Terminal 3: API Server

cp .env.staging .env  # Or .env.local for fully-local setup
set -a && source .env && set +a
uv run fastapi run hawk/api/server.py --port=8080 --host=0.0.0.0 --reload

Code Quality

ruff check       # lint
ruff format      # format
basedpyright     # type check
pytest           # unit tests

All code must pass basedpyright with zero errors and zero warnings.

Testing Runner Changes

Build and push a custom runner image:

./scripts/dev/build-and-push-runner-image.sh my-tag
hawk eval-set examples/simple.eval-set.yaml --image-tag my-tag

Local Minikube Setup

This runs Hawk entirely locally. It uses MinIO for S3, local PostgreSQL, a local Docker registry, and Minikube for Kubernetes. This is the same setup used by E2E tests in CI.

Prerequisites

You must be inside the devcontainer, which includes minikube, Docker-in-Docker, cilium, kubectl, helm, and gvisor.

Quick Start

cp .env.local .env
./scripts/dev/start-minikube.sh

The script will:

  1. Start Minikube with gvisor, containerd, and an insecure local registry
  2. Create Kubernetes resources and install Cilium
  3. Launch services (API server, MinIO, PostgreSQL, Docker registry)
  4. Run a smoke test to verify the cluster works
  5. Build and push a dummy runner image
  6. Run a simple eval set to verify everything works

Running Evals Locally

HAWK_API_URL=http://localhost:8080 hawk eval-set examples/simple.eval-set.yaml --image-tag=dummy

To run real evals, build and push a real runner image:

RUNNER_IMAGE_NAME=localhost:5000/runner ./scripts/dev/build-and-push-runner-image.sh latest

Updating Dependencies (Inspect AI / Inspect Scout)
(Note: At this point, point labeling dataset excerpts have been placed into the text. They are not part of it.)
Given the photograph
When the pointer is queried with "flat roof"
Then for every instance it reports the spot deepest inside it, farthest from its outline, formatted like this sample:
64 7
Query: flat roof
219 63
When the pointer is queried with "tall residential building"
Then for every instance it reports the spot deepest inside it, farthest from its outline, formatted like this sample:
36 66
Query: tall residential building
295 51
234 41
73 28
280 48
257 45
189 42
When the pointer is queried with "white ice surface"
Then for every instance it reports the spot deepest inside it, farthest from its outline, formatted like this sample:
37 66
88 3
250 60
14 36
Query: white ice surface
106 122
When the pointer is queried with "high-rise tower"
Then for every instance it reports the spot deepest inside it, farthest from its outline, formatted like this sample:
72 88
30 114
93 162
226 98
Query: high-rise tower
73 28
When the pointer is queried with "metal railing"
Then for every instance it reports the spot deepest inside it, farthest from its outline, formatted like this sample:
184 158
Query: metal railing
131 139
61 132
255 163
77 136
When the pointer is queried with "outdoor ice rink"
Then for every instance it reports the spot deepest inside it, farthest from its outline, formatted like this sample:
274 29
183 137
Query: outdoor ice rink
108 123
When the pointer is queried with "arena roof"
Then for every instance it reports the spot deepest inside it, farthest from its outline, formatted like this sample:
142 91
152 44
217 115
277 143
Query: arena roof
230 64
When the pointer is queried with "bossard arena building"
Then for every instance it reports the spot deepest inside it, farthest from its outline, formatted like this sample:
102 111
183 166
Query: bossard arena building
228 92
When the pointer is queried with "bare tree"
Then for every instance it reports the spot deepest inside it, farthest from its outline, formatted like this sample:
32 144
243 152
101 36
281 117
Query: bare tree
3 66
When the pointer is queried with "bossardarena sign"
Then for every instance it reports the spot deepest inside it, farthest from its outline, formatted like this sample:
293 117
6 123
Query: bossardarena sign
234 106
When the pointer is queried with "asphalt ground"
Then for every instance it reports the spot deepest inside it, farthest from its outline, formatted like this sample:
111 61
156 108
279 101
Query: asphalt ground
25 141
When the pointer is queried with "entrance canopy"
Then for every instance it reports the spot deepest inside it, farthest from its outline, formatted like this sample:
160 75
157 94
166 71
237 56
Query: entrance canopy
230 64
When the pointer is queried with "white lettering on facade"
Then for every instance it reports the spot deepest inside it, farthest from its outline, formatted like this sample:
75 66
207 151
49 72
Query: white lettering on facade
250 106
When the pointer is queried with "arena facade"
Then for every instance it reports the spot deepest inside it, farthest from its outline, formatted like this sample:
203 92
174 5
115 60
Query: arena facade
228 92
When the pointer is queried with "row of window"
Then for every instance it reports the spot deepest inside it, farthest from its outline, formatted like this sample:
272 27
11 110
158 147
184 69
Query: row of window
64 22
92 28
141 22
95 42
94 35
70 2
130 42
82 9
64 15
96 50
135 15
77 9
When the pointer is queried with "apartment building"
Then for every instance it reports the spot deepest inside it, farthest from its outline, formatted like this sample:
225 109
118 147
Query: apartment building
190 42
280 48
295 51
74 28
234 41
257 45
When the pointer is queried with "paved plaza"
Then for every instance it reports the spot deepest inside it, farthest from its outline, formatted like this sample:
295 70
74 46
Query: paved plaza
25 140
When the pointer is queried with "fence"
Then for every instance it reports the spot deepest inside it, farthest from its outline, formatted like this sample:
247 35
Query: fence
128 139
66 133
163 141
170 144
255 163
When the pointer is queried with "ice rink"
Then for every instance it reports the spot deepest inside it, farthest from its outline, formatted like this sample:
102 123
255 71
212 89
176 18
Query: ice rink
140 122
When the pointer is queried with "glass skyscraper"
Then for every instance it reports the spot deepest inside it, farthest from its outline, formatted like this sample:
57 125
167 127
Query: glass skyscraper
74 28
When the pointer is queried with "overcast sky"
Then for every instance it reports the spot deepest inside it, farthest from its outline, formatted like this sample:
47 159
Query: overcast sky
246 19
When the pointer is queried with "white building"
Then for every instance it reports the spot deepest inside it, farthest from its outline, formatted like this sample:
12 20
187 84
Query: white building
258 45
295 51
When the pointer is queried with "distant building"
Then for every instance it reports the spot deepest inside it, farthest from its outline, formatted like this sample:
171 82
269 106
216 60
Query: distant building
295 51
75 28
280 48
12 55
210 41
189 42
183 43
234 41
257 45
Use the prepare-release.py script:

# Update to a specific PyPI version
./scripts/ops/prepare-release.py --inspect-ai 0.3.50

# Update to a specific git commit SHA
./scripts/ops/prepare-release.py --inspect-ai abc123def456

# Update Scout
./scripts/ops/prepare-release.py --inspect-scout 0.2.10

The script updates pyproject.toml files, runs uv lock, creates a release branch (for PyPI versions), and publishes any npm packages if needed.

Database Migrations

See Database for migration instructions.

Pull Requests

When creating PRs, use the template at .github/pull_request_template.md. The template includes:

  • Overview and linked issue
  • Approach and alternatives considered
  • Testing & validation checklist
  • Code quality checklist